The Atlanta Journal-Constitution
 

Joe Briggs says he isn’t antisemitic — just anti-Israel. 

And the Suwanee City Council candidate finds it strange that a series of controversial tweets he wrote about Jews have come to light just a few days before next week’s election.

“I’m absolutely not racist in the very least,” Briggs said.

Briggs, a 59-year-old engineer and political newcomer, defended this week a string of tweets he wrote over the last year-plus. 

The posts are critical of Israel’s government and its role in American affairs — and they also compare Jews to Nazis, refer to Zionists as “cockroaches” and call American slavery “cheap labor to big business.”

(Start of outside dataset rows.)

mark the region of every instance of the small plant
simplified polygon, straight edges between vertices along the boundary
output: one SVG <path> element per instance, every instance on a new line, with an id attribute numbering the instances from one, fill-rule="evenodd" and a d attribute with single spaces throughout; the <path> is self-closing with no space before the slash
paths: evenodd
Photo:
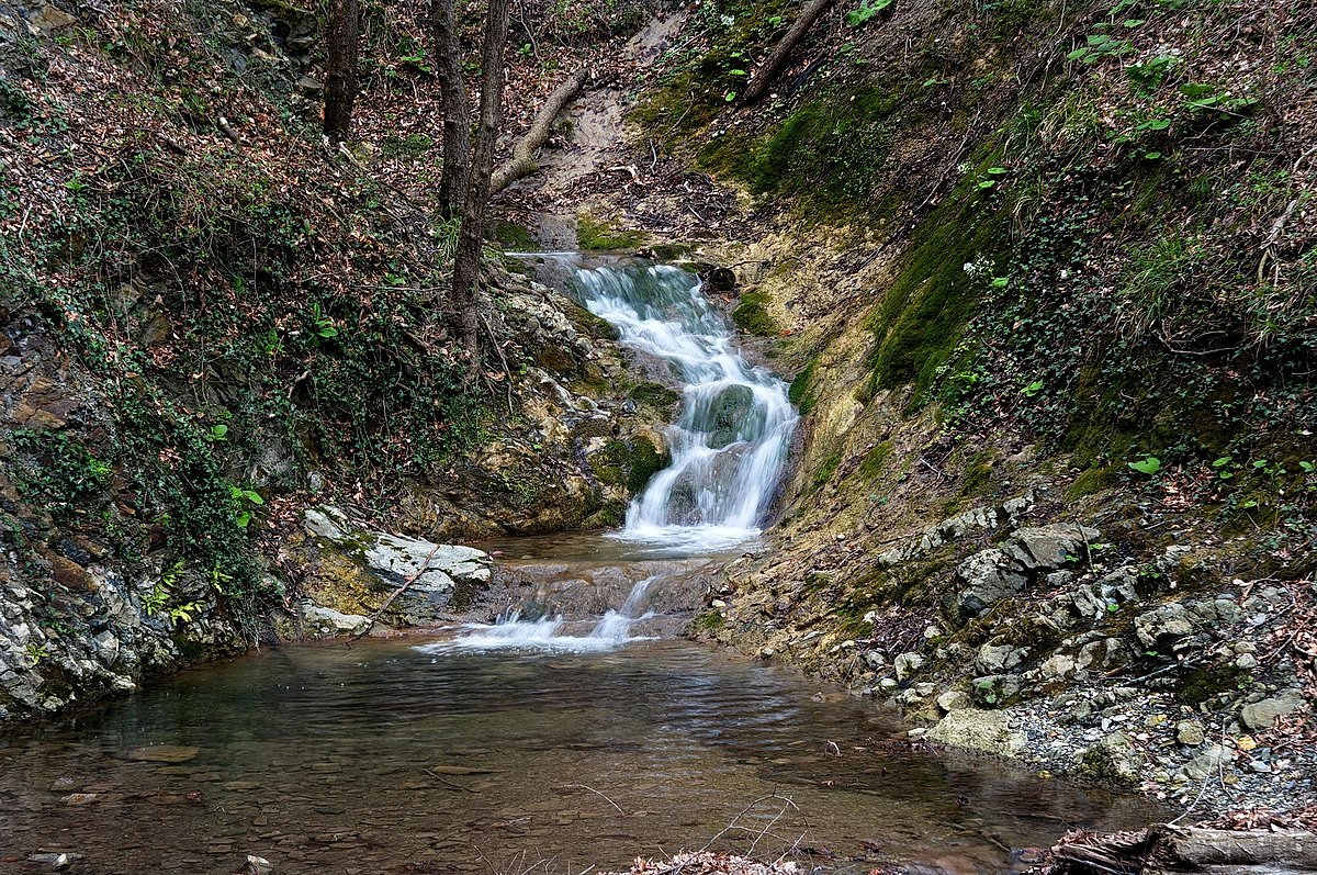
<path id="1" fill-rule="evenodd" d="M 852 28 L 859 28 L 893 3 L 894 0 L 860 0 L 860 5 L 846 13 L 846 22 Z"/>
<path id="2" fill-rule="evenodd" d="M 1083 46 L 1071 51 L 1065 55 L 1065 58 L 1069 61 L 1094 63 L 1102 58 L 1125 54 L 1130 50 L 1130 43 L 1125 40 L 1117 40 L 1105 33 L 1093 33 L 1089 34 Z"/>
<path id="3" fill-rule="evenodd" d="M 237 523 L 238 528 L 246 528 L 252 522 L 252 513 L 265 505 L 261 493 L 232 484 L 229 485 L 229 497 L 233 498 L 233 522 Z"/>
<path id="4" fill-rule="evenodd" d="M 1147 456 L 1139 461 L 1129 463 L 1131 470 L 1137 470 L 1141 474 L 1147 474 L 1151 477 L 1156 472 L 1162 470 L 1162 460 L 1156 456 Z"/>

“CNN is run by white supremacists,” Briggs tweeted in August, in response to the TV network firing analyst Jeffrey Lord. Lord’s tweet included the Nazi salute “Sieg Heil!” in response to people seeking to have Fox commentator Sean Hannity removed from the network.

In the same tweet Briggs wrote : “zionists in Israel far worse than anything described in Mein Kampf. Get over it.”

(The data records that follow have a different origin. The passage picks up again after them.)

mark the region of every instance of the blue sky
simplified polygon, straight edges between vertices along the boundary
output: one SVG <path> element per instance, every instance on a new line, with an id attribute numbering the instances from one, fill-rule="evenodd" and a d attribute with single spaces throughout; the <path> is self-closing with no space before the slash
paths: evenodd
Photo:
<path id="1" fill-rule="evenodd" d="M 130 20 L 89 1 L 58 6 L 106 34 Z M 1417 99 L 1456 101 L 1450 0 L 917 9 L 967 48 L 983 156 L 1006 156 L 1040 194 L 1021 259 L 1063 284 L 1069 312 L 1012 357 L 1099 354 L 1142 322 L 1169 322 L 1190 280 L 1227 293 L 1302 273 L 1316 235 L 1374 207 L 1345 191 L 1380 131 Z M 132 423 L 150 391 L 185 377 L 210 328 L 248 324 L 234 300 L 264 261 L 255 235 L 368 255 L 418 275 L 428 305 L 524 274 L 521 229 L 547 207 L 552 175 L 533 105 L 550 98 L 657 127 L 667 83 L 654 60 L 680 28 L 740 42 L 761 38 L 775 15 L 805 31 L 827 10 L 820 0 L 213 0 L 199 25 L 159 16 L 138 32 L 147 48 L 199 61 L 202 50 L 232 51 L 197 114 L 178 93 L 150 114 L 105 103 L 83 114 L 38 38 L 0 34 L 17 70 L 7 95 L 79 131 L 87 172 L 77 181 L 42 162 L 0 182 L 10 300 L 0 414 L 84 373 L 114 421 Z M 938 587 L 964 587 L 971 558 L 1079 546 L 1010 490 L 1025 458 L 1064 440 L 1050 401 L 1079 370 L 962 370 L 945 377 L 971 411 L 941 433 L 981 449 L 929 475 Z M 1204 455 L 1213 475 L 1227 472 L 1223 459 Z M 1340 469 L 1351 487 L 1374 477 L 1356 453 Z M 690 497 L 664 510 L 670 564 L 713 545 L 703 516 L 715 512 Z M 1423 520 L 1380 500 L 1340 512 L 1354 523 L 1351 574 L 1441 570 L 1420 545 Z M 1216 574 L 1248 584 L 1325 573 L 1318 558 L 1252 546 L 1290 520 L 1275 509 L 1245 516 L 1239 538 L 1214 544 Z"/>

“Mein Kampf” is the 1925 book in which Adolf Hitler describes his political and social ideologies. 

“Get the Jews out of the White House and out of POTUS’ ear,” Briggs wrote in a tweet from September that referenced the U.S. weighing a more “aggressive” approach in Iran.

Two days later, with an inspiration that was unclear: “At least the Nazis assimilated and contributed to US society.”

A few days after that: “The problem is that Jews don’t care about racism — because they are racist. They only care about racism directed towards them. Square that.”

Briggs’ tweets, which he confirmed are authentic, are now “protected” and viewable only to approved followers. They were brought to light this week when the wife of current Suwanee City Council member Dick Goodman, who is Jewish, wrote a lengthy post in the online community NextDoor. 

Written just a week or so before the city’s Nov. 7 election, Louise Goodman’s post referenced Briggs social media activity as well as his online review of “Mein Kampf” in which Briggs referred to Hitler as “a patriot.” 

“Is this the kind of person you want representing you and the city of Suwanee?” Louise Goodman wrote. Reached through her husband, she declined to comment further.

Briggs, an engineer, is not running against Dick Goodman but against Post 4 incumbent Beth Hilscher. He has campaigned on a platform of stopping what he calls Suwanee’s “over-development.”

He believes his social media activity — which he repeatedly defended as anti-Israel and not antisemitic — is surfacing now because that message is gaining traction.

“The current board has failed to take the number of kids and cars into consideration when zoning and allowing variances, and we are steeped in traffic, our schools have overflowed into trailers, and our kids don’t have enough practice fields to play ball,” Briggs wrote in a lengthy email to The Atlanta Journal-Constitution Wednesday. “So someone has unscrupulously dug up the ultimate ‘antisemitic’ dirt on me in order to stop the discussion. I hope that the voters of Suwanee are above it.” 

Dov Wilker, the director of the American Jewish Committee’s Atlanta office, called Briggs’ comments “severely offensive and insulting.”

“Especially any comment about Jews as bugs or cockroaches is an indication, it’s classic anti-Zionist trope,” Wilker said. “ ... The notion that, ‘I’m not antisemitic, I’m just anti-Israel,’ it doesn’t fly anymore. [Briggs] may not be racist, but he’s definitely antisemitic.”

Briggs is merely the latest in a series of candidates or officials in Gwinnett County to raise eyebrows with social media this year.

Just over a week ago, Facebook posts by Peachtree Corners City Council candidate Luke Crawford drew public criticism from Gwinnett’s Democratic Party and others. Crawford, 24, defended the posts, which said “violence is golden” in referenced guns and included apparent anti-Islamic sentiments.

In August, part-time Gwinnett magistrate judge and former Grayson mayor Jim Hinkle resigned after The AJC reported on Facebook posts in which he referred to those protesting Confederate monuments as “snowflakes” and compared them to terrorists.

Gwinnett County Commissioner Tommy Hunter created months-long backlash — and triggered an ethics investigation and public reprimand — with his own social media exploits. In January, he wrote a Facebook post calling U.S. Rep. John Lewis a “racist pig.” 

The post also referred to Democrats as “Demonrats” and a “bunch of idiots.”